Compatibility of TileDataset with Dataloder

The following code

ds = PadoDataset('../../../../pathdrive-pado-tggates/local_dataset/', 'r')
ds = ds.filter(filter_local)

  tile_ds = TileDataset(
      ds,
      tiling_strategy=FastGridTiling(
          tile_size=(512, 512),
          target_mpp=MPP(1, 1),
          overlap=0,
          min_chunk_size=0.5,
          normalize_chunk_sizes=True,
      )
  )

  dl = DataLoader(tile_ds, batch_size=2)
  for batch in dl:
      print(batch)
      break

gives the following error

TypeError: default_collate: batch must contain tensors, numpy arrays, numbers, dicts or lists; found <class 'NoneType'>
I assume it's because some of the metadata is None

ImageId('acetamide', 'Kidney', '65440.svs', sit... 713 1 1 acetamide Kidney ftp://ftp.biosciencedbc.jp/archive/open-tggate... 1/1 Rat Repeat ... 345600.0 0.0 mg/kg None None None None None None

Iterating directly over the TileDataset works fine though, the issue seems to come from when I feed the TileDataset to the Dataloader.

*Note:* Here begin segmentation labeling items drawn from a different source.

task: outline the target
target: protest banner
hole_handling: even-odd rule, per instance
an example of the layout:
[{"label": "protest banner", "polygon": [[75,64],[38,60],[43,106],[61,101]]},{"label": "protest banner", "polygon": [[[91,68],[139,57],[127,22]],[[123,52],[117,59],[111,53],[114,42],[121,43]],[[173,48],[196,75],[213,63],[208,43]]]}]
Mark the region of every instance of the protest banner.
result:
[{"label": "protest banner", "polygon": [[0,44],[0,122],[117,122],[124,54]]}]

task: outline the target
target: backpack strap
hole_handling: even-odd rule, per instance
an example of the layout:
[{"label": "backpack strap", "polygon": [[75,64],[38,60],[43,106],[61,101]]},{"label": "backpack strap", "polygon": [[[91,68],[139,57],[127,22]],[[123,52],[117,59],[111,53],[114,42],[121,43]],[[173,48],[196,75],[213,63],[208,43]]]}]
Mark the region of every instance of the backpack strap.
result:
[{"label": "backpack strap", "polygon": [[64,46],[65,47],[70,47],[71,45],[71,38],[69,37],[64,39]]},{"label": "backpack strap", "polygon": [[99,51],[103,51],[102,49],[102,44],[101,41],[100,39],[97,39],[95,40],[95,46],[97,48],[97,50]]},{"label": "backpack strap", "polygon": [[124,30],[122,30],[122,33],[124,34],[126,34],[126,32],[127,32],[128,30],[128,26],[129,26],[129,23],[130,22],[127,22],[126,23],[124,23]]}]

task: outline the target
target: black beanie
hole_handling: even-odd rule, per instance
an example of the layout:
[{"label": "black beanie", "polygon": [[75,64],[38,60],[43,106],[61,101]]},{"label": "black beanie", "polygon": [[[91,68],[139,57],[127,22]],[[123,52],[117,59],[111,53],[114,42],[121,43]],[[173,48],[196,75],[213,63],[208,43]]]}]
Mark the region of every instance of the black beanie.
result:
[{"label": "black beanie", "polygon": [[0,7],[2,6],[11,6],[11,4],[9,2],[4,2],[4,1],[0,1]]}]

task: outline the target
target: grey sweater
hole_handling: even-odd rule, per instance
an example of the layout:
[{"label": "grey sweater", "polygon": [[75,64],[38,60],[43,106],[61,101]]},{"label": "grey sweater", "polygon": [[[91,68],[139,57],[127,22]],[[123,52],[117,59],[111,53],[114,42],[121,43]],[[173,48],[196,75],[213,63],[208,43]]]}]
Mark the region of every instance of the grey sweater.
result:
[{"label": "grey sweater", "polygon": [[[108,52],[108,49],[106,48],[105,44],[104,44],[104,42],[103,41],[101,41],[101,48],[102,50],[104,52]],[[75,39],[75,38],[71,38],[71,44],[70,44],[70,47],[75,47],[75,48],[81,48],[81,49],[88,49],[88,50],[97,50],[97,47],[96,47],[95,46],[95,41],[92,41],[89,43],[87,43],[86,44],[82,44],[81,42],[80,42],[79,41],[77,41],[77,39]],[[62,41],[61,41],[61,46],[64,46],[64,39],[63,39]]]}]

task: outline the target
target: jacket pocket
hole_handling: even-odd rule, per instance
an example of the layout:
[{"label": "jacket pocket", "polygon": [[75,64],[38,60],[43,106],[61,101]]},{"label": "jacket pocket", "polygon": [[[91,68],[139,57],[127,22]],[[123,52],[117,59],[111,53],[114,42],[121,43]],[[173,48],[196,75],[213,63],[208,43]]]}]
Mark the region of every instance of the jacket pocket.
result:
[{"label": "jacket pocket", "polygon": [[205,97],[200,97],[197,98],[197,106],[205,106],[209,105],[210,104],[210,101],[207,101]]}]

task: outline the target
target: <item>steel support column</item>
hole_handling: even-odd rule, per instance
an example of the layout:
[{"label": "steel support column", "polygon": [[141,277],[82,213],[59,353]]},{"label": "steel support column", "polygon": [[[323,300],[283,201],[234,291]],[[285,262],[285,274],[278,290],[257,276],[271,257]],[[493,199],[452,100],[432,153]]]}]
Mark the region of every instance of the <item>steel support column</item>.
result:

If I pass explicitly the collate_fn defined in TileDataset

    it = zip(PadoTileItem._fields, map(list, zip(*batch)))
    # noinspection PyArgumentList
    dct = CollatedPadoTileItems(it)  # type: ignore
    tile = dct["tile"]
    # collate tiles
    if tile:
        if isinstance(tile[0], np.ndarray):
            dct["tile"] = np.stack(tile)
        else:
            dct["tile"] = stack(tile)
    return dct

as follows

dl = DataLoader(tile_ds, batch_size=2, collate_fn=collate_fn)

everything works. I would expect DataLoader to call the internal collate_fn automatically?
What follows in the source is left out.